Over $10 Million donated for Supply Chain Security - An opertunity for growth and adoption


  • Supply Chain Security has reached critical mind-share
  • Nix solves or can solve many Supply Chain Security problems
  • The nix community has broad knowledge going back over 10 years that can really impact the direction of discussion around dependencies and reproducibility etc
  • Where is nix’s funding tho?.. /s
    • But seriously, we need to consider why nix isn’t receiving funding and how we can fix that
  • This is a massive opportunity for nix growth among users and the industry, and for funding to both the nix projects and individuals
    • Getting involved = Getting nix funding
    • Getting involved = Getting nix adoption

It would suck for big industry to waltz up and trample on the awesome work done by the nix community over such long period. Now is when the nix community can make it’s mark and display it’s hard work; delay and the opportunity will pass us by.

This is also a general plea to the community to express interest when people reach out an olive branch. There was an opportunity to be put forward for a pro-bono security audit but it received very little response. People will eventually stop bothering to reach out, which would suck.

And just to clarify I’m not suggesting nix become corporate, just seeing wider usage and appreciation for the work done around nix would be great.

If any of that sounds good please read the whole post

Supply Chain Security is all about understanding all of your software dependencies from top to bottom.

You may have noticed nix (and it’s associated projects) have been tackling this for over 10 years!

There is a massive increase in interest around Supply Chain Security in industry due to massive compromises month after month. As the title states, there’s $10 million donated to the Open Source Security Foundation in the first year alone

Supply-chain Levels for Software Artifacts or SLSA is a framework for Supply Chain Security, currently in development.

It’s not perfect but that’s exactly why it’s important we get involved. This is the opportunity for the lessons from nix to help SLSA avoid pitfalls.

@mlieberman85 is the chief architect of that CNCF secure supply chain project and on the board for SLSA and joshuagl/Joshua Lock from VMWare who’s also doing a lot of work on SLSA and interested in Nix.
We have opened an unofficial Nix + SLSA matrix channel to discuss the topic of SLSA, how nix fits in, and what issues SLSA has etc (e.g.
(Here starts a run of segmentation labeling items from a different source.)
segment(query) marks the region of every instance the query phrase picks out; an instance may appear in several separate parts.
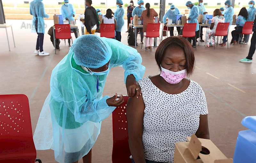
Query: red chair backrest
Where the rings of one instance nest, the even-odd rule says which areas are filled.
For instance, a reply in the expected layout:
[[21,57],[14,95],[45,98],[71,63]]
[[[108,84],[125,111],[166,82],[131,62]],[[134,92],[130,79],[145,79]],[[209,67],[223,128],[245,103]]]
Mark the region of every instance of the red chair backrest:
[[55,38],[57,39],[71,38],[71,31],[69,24],[55,24]]
[[215,35],[216,36],[223,36],[228,35],[228,31],[229,23],[219,23],[216,28]]
[[244,35],[249,35],[252,33],[253,21],[246,21],[242,30],[242,33]]
[[124,96],[124,102],[112,113],[113,127],[113,163],[131,163],[131,155],[128,143],[128,131],[126,106],[129,97]]
[[148,23],[147,27],[146,35],[148,37],[159,37],[159,29],[160,23]]
[[26,95],[0,95],[0,162],[35,162],[36,153]]
[[182,32],[182,36],[184,37],[193,37],[196,36],[196,23],[185,23]]
[[101,24],[100,37],[107,38],[115,38],[115,24]]

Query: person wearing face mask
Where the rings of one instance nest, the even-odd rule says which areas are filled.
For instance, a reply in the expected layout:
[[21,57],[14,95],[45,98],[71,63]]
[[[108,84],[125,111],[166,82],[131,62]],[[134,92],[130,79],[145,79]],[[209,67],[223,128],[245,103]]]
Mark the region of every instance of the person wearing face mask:
[[191,45],[182,37],[170,37],[159,44],[155,58],[160,74],[138,81],[142,96],[127,103],[133,163],[173,163],[176,143],[194,134],[210,139],[204,91],[186,78],[194,70]]
[[[34,135],[36,149],[52,147],[60,163],[77,163],[82,158],[84,163],[91,163],[91,149],[101,121],[124,102],[123,95],[116,93],[102,97],[107,77],[112,67],[122,65],[128,94],[139,98],[141,91],[136,81],[145,69],[142,61],[137,50],[115,40],[95,35],[76,39],[52,70],[51,91]],[[51,131],[48,129],[52,126]]]
[[85,0],[85,11],[84,19],[80,19],[81,21],[84,21],[85,35],[94,34],[96,29],[100,27],[100,21],[96,10],[92,6],[92,0]]
[[[163,17],[163,22],[165,25],[167,24],[166,19],[168,18],[168,19],[172,20],[172,23],[176,24],[177,15],[179,14],[181,14],[179,9],[177,7],[175,7],[174,4],[171,5],[170,7],[170,9],[167,11]],[[179,34],[180,32],[180,27],[176,27],[178,34]],[[173,35],[174,28],[174,27],[169,27],[171,36]]]
[[[205,12],[205,7],[204,5],[203,4],[203,0],[199,0],[199,4],[197,6],[198,9],[199,9],[199,14],[203,15],[203,22],[204,22],[204,19],[205,19],[205,14],[208,13],[208,12]],[[203,27],[201,27],[201,32],[200,34],[200,42],[204,42],[204,40],[203,39],[203,28],[204,28]]]
[[[256,14],[256,8],[254,6],[255,4],[255,2],[254,1],[251,1],[249,2],[248,4],[249,8],[247,9],[247,12],[249,15],[247,21],[253,21],[255,19],[255,15]],[[245,35],[244,37],[244,41],[242,43],[243,44],[248,44],[250,36],[250,35]]]
[[131,24],[131,18],[132,17],[132,11],[133,10],[135,7],[135,6],[133,5],[133,1],[132,0],[130,1],[130,5],[127,6],[127,31],[126,32],[128,32],[128,31],[129,30],[129,25]]
[[220,11],[221,12],[221,13],[223,15],[223,13],[224,13],[224,10],[225,10],[225,9],[224,8],[224,7],[220,7]]
[[[190,9],[188,17],[187,19],[189,23],[196,23],[196,35],[197,38],[199,35],[199,24],[198,23],[198,16],[199,15],[199,9],[196,6],[194,5],[191,1],[188,1],[186,3],[186,5],[188,9]],[[188,39],[188,41],[191,43],[191,40],[193,40],[193,48],[196,47],[196,40],[195,37],[189,37]]]
[[116,39],[119,41],[121,41],[121,31],[122,31],[124,25],[124,10],[122,5],[124,4],[122,0],[116,0],[116,7],[117,8],[115,11],[114,16],[116,20],[117,27],[116,30]]
[[43,47],[45,27],[44,18],[48,18],[49,15],[45,13],[44,5],[42,1],[34,0],[30,3],[30,14],[33,15],[31,32],[36,33],[38,35],[34,53],[40,56],[48,56],[50,54],[44,51]]
[[[142,13],[142,12],[146,9],[146,8],[144,7],[144,1],[143,0],[139,0],[138,1],[138,2],[139,6],[136,7],[132,11],[132,16],[133,17],[134,15],[137,15],[139,17],[139,19],[140,18],[140,16]],[[140,33],[140,43],[143,44],[143,28],[138,28],[139,30],[137,31],[139,33],[139,30]],[[138,35],[138,33],[137,34],[134,34],[134,35]],[[136,37],[137,38],[137,37]]]
[[99,16],[101,16],[102,15],[102,14],[101,13],[101,12],[100,10],[99,9],[97,9],[96,10],[96,12],[97,12],[97,14],[98,14],[98,15]]
[[[224,18],[225,18],[225,23],[229,23],[229,26],[228,26],[228,31],[229,30],[230,26],[232,25],[233,22],[233,15],[234,15],[234,9],[231,6],[231,1],[229,0],[227,0],[225,2],[225,8],[226,9],[224,11]],[[221,46],[225,46],[226,45],[227,38],[228,36],[223,37],[223,43],[220,44]]]
[[[64,3],[65,3],[60,8],[60,14],[62,15],[63,19],[68,21],[70,23],[70,20],[75,20],[76,9],[73,4],[69,3],[68,0],[64,0]],[[76,38],[77,38],[76,30],[72,29],[71,31],[74,32]],[[70,46],[70,39],[68,40],[68,46]]]

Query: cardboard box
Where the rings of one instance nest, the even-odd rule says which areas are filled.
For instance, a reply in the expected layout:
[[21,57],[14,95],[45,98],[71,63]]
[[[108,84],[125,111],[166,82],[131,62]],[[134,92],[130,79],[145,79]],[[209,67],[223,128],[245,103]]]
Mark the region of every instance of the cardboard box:
[[233,163],[210,140],[195,134],[187,138],[188,142],[175,144],[174,163]]
[[59,17],[56,14],[53,15],[53,22],[54,24],[59,24]]
[[133,17],[133,25],[139,25],[139,16],[137,15]]
[[184,25],[187,23],[187,16],[182,15],[181,16],[181,25]]
[[232,24],[236,24],[236,15],[233,15],[233,22],[232,22]]
[[199,23],[203,23],[203,16],[202,15],[199,15],[198,16],[198,18],[197,18],[197,20],[198,20],[198,22]]
[[101,23],[102,21],[102,16],[99,16],[99,20],[100,20],[100,23]]

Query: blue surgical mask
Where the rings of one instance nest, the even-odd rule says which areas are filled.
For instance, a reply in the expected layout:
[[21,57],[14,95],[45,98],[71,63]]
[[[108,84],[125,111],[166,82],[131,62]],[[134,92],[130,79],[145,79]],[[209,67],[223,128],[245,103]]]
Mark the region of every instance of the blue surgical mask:
[[89,70],[89,73],[91,75],[106,75],[108,73],[108,71],[109,70],[109,62],[108,64],[108,69],[104,71],[101,71],[101,72],[94,72],[90,70],[90,68],[87,68]]

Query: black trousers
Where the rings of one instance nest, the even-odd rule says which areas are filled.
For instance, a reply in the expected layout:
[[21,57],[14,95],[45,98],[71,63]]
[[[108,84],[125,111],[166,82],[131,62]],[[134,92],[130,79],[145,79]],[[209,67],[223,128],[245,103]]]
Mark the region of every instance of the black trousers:
[[37,33],[37,24],[38,23],[38,19],[36,18],[36,33],[38,35],[37,36],[37,40],[36,41],[36,49],[38,50],[40,49],[40,52],[41,52],[44,51],[43,49],[43,45],[44,44],[44,35],[43,33]]
[[116,31],[116,39],[121,42],[121,32],[117,32],[117,31]]
[[249,51],[249,54],[246,58],[248,59],[252,59],[252,56],[255,52],[256,48],[256,32],[254,32],[252,39],[251,39],[251,46]]
[[[177,31],[178,32],[178,35],[180,33],[180,27],[176,27],[177,28]],[[174,27],[170,27],[170,35],[171,35],[171,36],[174,36],[174,35],[173,35],[173,29],[174,29]]]

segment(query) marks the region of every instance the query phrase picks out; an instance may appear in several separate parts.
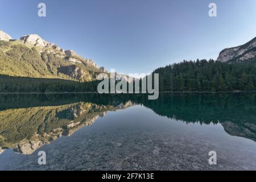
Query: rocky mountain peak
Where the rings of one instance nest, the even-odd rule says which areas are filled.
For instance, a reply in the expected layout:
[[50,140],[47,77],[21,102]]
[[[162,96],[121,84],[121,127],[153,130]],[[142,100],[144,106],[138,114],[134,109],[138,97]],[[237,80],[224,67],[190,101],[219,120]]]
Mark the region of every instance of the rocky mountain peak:
[[44,47],[55,46],[54,44],[46,41],[37,34],[24,35],[22,36],[20,39],[25,44],[30,44],[35,46],[41,46]]
[[0,40],[9,41],[12,39],[13,38],[10,35],[0,30]]
[[243,61],[256,56],[256,38],[246,44],[235,47],[226,48],[220,53],[218,61],[226,62],[230,60]]

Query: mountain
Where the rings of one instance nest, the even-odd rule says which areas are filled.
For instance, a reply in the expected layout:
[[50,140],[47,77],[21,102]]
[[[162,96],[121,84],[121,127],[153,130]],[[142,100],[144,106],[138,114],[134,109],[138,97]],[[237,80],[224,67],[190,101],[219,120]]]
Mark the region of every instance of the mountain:
[[[97,105],[79,102],[71,104],[19,108],[0,111],[0,154],[13,148],[16,152],[29,155],[63,135],[69,136],[90,126],[109,111],[125,109],[131,101],[117,105]],[[28,127],[29,126],[29,127]]]
[[226,62],[229,60],[244,61],[256,56],[256,38],[247,43],[235,47],[226,48],[220,53],[217,60]]
[[0,31],[0,75],[60,78],[79,81],[96,80],[106,72],[94,62],[72,50],[64,50],[36,34],[13,40]]

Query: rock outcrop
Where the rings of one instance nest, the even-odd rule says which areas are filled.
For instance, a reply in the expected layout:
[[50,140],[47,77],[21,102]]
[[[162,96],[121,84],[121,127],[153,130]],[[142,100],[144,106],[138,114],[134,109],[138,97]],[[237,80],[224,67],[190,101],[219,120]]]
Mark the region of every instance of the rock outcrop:
[[25,44],[30,44],[35,46],[42,46],[44,47],[53,47],[55,46],[54,44],[44,40],[36,34],[24,35],[22,36],[20,39]]
[[0,40],[10,41],[13,38],[2,30],[0,30]]
[[230,48],[226,48],[220,53],[218,61],[226,62],[229,60],[243,61],[256,56],[256,38],[247,43]]

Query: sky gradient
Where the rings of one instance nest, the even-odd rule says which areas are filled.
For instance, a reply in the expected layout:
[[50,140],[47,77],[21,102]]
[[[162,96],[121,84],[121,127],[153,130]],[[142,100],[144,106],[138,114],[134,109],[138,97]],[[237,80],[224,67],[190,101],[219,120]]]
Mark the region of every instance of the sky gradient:
[[[46,17],[38,16],[40,2]],[[36,34],[126,74],[216,59],[255,37],[255,0],[0,0],[0,30],[13,38]]]

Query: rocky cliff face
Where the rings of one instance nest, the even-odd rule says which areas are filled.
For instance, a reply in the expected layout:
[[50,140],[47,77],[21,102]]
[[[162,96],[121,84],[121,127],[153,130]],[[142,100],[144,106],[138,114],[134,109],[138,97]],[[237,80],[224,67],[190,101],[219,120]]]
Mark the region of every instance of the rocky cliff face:
[[0,75],[10,76],[91,81],[96,79],[97,75],[106,72],[93,60],[72,50],[64,50],[38,35],[27,35],[20,40],[13,40],[2,31],[0,31]]
[[0,30],[0,40],[9,41],[12,39],[13,38],[10,35]]
[[253,59],[255,56],[256,38],[243,45],[224,49],[220,53],[217,60],[222,62],[229,60],[243,61]]

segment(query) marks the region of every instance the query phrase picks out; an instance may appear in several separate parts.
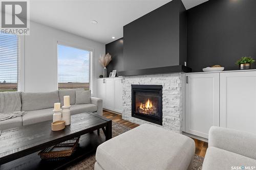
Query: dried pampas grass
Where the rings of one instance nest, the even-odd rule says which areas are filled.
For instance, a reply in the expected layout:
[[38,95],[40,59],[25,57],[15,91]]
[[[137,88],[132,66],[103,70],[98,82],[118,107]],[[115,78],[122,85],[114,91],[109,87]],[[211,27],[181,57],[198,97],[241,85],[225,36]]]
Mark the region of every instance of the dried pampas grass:
[[103,55],[102,56],[100,56],[99,59],[99,62],[104,67],[105,67],[109,65],[112,59],[111,55],[109,53],[108,53],[105,55]]

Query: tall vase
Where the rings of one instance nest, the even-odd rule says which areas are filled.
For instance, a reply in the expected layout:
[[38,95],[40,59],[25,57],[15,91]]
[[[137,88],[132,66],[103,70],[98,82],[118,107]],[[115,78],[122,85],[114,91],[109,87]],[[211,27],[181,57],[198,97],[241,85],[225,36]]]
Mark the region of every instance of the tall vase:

I think reproducibility is a lot more important than just a suggested requirement at the highest “SLSA level”)


To get involved read the get involved page and/or follow the GitHub issues that power the development of the framework

Google has committed $10 billion (with a B) to cyber security, $100 million of that “to support third-party foundations that manage open source security priorities and help fix vulnerabilities”

$1 million has gone to the Linux Foundation for the Secure Open Source Rewards program offering funding to people who implement security improvements such as SLSA

Reward amounts are determined based on complexity and impact of work:

Amount Nature of improvement
$10,000 or more Complicated, high-impact and lasting improvements that almost certainly prevent major vulnerabilities in the affected code or supporting infrastructure.
$5,000-$10,000 Moderately complex improvements that offer compelling security benefits.
$1,000-$5,000 Submissions of modest complexity and impact.
$505 Small improvements that nevertheless have merit from a security standpoint.

If you’re interested in supply chain and want to learn more also check out the Supply Chain Security Con that was a pre-day, it featured talks from @mlieberman85 (who’s demo repo has some nix in GitHub - mlieberman85/supply-chain-examples) and joshuagl among others
SupplyChainSecurityCon North America | Linux Foundation Events

The talks should make it to Youtube in time if you don’t have a ticket, courtesy of the Session Recording sponsor/my employer ControlPlane


Also join the nix + slsa matrix channel above :slight_smile:


Also see how in the OWASP Top 10 “Using components with known vulnerabilities” increased its position in the ranking and how an entire new position was given to “Software and data integrity failures” (supply chain attacks)

In the modern world a supply chain attack is more likely to get you hacked than a SSRF, and having outdated components is more likely to get you hacked than even an authentication failure!